At first, Roxanne and Scott Bok merely wanted to preserve the land across the road from their weekend home from encroaching development. But when maintaining the faded glory of the adjoining El-Arabia horse farm was more than their elderly neighbor could handle, Scott’s success in business made it possible to rescue the place. What could an investment banker and a writer know about the rigors of caring for large animals?
The joys, heartbreaks and self-discovery that transformed their lives are detailed in Roxanne Bok’s pastoral memoir HORSEKEEPING. Elements of Emersonian introspection mingle with Bok’s keen eye for the lush landscape and humor for the less-than-tidy aspects of being a gentlewoman farmer.
Anyone who has lived through home restoration will appreciate what it takes to restore an entire farm, from the mall-sized stable down to the riding rings, outbuildings and caretaker’s cottage.
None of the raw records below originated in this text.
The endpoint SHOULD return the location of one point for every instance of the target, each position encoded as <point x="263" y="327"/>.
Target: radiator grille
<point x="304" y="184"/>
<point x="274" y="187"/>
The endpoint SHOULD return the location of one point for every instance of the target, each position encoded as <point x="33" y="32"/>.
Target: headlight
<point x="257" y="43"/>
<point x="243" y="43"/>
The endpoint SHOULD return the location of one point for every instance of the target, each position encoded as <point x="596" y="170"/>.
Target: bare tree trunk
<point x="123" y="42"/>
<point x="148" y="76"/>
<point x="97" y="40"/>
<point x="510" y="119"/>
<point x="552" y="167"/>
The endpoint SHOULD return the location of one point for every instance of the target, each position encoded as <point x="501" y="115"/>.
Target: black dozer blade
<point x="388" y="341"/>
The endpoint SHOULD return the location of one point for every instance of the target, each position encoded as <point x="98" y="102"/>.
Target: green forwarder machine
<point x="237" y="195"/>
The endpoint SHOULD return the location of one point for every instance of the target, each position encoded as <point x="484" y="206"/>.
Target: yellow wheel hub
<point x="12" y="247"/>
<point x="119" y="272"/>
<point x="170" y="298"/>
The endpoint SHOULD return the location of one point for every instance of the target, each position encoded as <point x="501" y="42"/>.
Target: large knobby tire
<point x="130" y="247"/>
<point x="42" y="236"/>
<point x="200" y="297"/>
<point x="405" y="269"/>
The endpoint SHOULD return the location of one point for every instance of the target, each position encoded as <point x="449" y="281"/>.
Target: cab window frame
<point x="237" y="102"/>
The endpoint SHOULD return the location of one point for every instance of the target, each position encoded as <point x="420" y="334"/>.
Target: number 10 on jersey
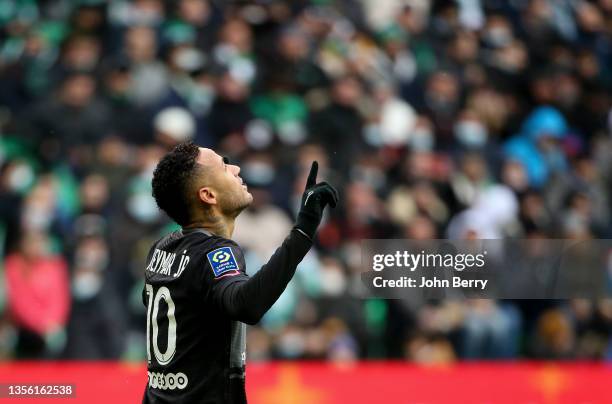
<point x="154" y="299"/>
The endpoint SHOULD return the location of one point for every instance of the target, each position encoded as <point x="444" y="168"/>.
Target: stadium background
<point x="436" y="119"/>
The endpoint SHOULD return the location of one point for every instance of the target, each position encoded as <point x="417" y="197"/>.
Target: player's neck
<point x="218" y="225"/>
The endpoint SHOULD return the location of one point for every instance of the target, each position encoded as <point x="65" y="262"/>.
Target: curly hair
<point x="171" y="181"/>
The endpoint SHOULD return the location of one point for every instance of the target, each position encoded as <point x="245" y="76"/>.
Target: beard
<point x="233" y="203"/>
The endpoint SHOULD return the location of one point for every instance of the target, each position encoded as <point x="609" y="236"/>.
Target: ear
<point x="207" y="195"/>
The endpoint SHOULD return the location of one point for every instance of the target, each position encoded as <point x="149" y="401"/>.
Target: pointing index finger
<point x="312" y="177"/>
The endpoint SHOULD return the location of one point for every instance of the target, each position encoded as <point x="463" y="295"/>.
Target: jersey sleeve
<point x="223" y="265"/>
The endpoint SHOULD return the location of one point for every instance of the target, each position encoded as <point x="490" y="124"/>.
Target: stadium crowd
<point x="436" y="119"/>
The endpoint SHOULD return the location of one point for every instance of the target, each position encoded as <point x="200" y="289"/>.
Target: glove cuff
<point x="308" y="223"/>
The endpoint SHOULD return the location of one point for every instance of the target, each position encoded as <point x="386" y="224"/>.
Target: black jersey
<point x="198" y="298"/>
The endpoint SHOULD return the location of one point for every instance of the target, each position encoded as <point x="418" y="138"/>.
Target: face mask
<point x="471" y="133"/>
<point x="498" y="37"/>
<point x="92" y="258"/>
<point x="422" y="140"/>
<point x="37" y="219"/>
<point x="333" y="282"/>
<point x="143" y="208"/>
<point x="372" y="135"/>
<point x="292" y="132"/>
<point x="86" y="285"/>
<point x="20" y="178"/>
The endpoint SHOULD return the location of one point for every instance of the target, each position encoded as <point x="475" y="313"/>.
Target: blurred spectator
<point x="466" y="119"/>
<point x="38" y="296"/>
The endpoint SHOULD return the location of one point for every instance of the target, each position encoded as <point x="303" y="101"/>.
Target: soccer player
<point x="197" y="293"/>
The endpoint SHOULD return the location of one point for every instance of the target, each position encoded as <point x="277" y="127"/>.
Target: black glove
<point x="314" y="199"/>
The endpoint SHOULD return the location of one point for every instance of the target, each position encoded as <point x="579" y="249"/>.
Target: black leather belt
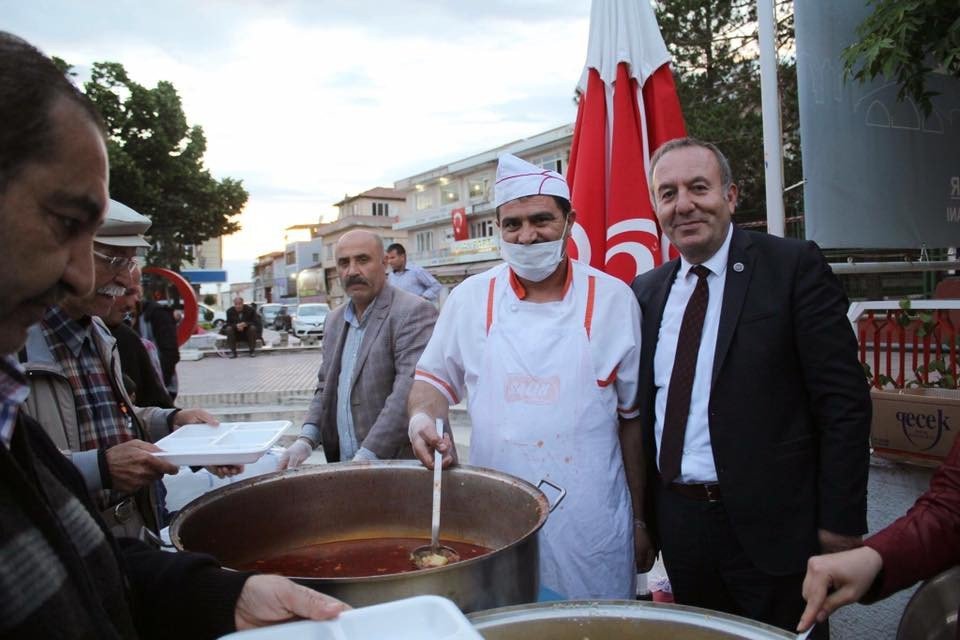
<point x="705" y="492"/>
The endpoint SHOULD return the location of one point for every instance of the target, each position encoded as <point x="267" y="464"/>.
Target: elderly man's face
<point x="396" y="260"/>
<point x="692" y="205"/>
<point x="361" y="266"/>
<point x="533" y="219"/>
<point x="123" y="305"/>
<point x="49" y="212"/>
<point x="111" y="280"/>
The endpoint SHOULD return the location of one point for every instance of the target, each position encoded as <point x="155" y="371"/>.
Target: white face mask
<point x="534" y="262"/>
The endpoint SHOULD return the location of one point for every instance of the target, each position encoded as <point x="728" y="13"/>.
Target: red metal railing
<point x="905" y="345"/>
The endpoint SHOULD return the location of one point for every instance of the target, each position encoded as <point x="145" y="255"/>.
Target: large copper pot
<point x="576" y="620"/>
<point x="249" y="520"/>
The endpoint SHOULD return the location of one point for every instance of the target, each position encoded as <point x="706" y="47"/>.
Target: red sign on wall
<point x="459" y="216"/>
Bok is delightfully direct as she describes watching the farm come back to life as uninvited wildlife, accumulated mess and years of neglect are forcibly evicted.
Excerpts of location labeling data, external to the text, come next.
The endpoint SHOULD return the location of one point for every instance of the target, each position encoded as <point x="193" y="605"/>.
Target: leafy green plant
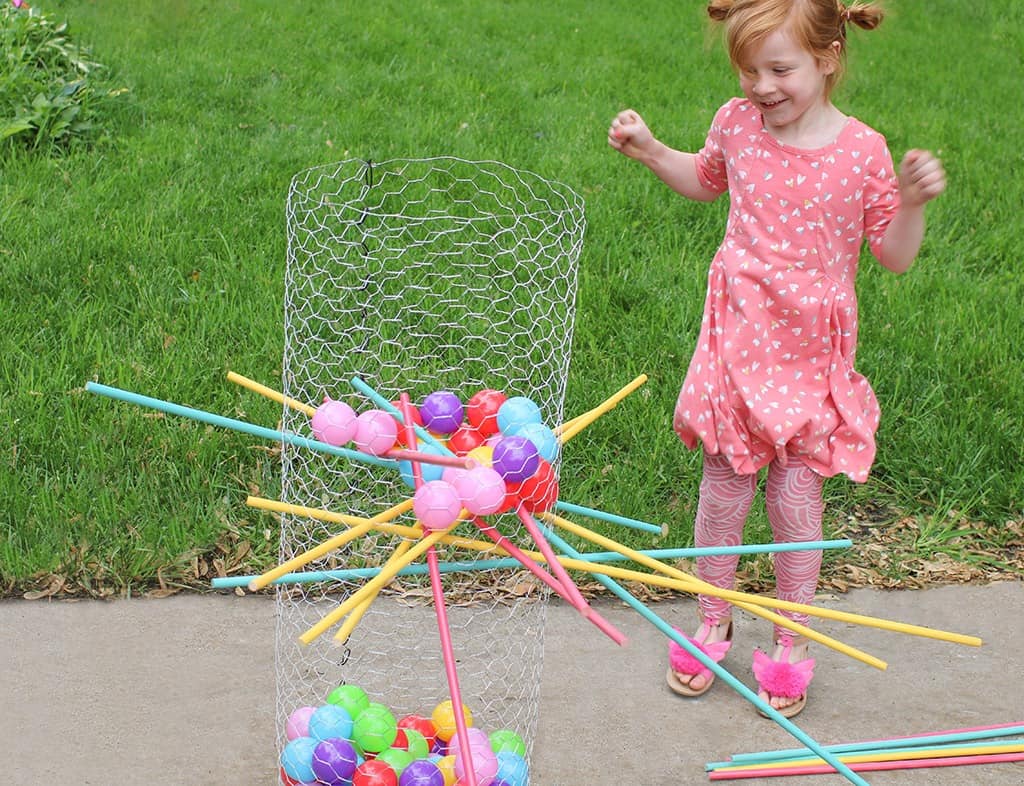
<point x="50" y="89"/>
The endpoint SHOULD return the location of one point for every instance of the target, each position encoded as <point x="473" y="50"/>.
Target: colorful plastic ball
<point x="481" y="489"/>
<point x="436" y="505"/>
<point x="540" y="491"/>
<point x="334" y="761"/>
<point x="481" y="410"/>
<point x="414" y="742"/>
<point x="543" y="437"/>
<point x="515" y="459"/>
<point x="446" y="766"/>
<point x="443" y="719"/>
<point x="334" y="423"/>
<point x="374" y="773"/>
<point x="298" y="723"/>
<point x="484" y="765"/>
<point x="376" y="432"/>
<point x="330" y="721"/>
<point x="517" y="411"/>
<point x="351" y="698"/>
<point x="297" y="758"/>
<point x="512" y="769"/>
<point x="483" y="455"/>
<point x="428" y="471"/>
<point x="506" y="739"/>
<point x="421" y="725"/>
<point x="397" y="758"/>
<point x="441" y="411"/>
<point x="422" y="773"/>
<point x="374" y="729"/>
<point x="417" y="420"/>
<point x="464" y="439"/>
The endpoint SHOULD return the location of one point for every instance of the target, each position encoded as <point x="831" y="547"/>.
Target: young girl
<point x="772" y="381"/>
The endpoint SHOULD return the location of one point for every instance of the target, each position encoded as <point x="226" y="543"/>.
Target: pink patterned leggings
<point x="793" y="499"/>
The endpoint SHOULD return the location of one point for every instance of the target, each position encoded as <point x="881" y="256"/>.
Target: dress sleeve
<point x="711" y="160"/>
<point x="881" y="195"/>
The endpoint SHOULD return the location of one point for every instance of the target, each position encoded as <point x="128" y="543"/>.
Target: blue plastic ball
<point x="517" y="411"/>
<point x="329" y="722"/>
<point x="297" y="758"/>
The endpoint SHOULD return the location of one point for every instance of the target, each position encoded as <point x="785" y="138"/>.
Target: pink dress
<point x="773" y="372"/>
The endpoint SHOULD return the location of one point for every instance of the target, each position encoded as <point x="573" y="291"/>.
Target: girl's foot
<point x="687" y="675"/>
<point x="783" y="678"/>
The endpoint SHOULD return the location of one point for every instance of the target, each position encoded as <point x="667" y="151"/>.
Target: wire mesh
<point x="419" y="275"/>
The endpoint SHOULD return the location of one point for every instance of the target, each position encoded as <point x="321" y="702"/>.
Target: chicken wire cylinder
<point x="416" y="276"/>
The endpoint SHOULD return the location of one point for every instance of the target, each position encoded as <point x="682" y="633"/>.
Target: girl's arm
<point x="630" y="135"/>
<point x="921" y="179"/>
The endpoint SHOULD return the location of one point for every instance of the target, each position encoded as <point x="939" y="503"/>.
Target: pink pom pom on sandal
<point x="782" y="679"/>
<point x="681" y="662"/>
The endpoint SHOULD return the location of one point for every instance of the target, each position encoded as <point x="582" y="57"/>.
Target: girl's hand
<point x="630" y="135"/>
<point x="921" y="178"/>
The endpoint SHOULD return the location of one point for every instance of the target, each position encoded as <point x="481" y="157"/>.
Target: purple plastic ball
<point x="422" y="772"/>
<point x="334" y="761"/>
<point x="515" y="459"/>
<point x="441" y="412"/>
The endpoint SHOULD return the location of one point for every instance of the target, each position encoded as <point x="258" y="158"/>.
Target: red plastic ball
<point x="464" y="439"/>
<point x="481" y="410"/>
<point x="374" y="773"/>
<point x="422" y="725"/>
<point x="540" y="491"/>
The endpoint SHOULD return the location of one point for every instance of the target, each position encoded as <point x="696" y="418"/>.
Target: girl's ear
<point x="830" y="62"/>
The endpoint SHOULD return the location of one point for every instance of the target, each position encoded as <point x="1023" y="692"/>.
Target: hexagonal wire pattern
<point x="419" y="275"/>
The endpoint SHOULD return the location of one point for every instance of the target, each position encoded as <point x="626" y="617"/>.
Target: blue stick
<point x="718" y="670"/>
<point x="230" y="423"/>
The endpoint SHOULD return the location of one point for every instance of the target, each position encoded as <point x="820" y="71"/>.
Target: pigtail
<point x="718" y="10"/>
<point x="864" y="15"/>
The introduction of horses – and all that goes with them – to the newly named Weatogue Stables sheds a light on what makes some people go “horse crazy.” Starting with a charming pony and a lovable horse named for a giant rodent, Bok and her children begin the fundamentals of “horsekeeping.” But along with the pleasures of caring for and raising horses, dogs, cats and rabbits comes the possibility of loss, and Bok must confront her own fears left by the death of her young mother, even as she helps her own son and daughter understand the joys and sorrows of living with nature.
As the family grows as equestrians and learns the ropes of showmanship and competition, they learn what it really means to be a part of the land, the community and a world too few of us get to enter.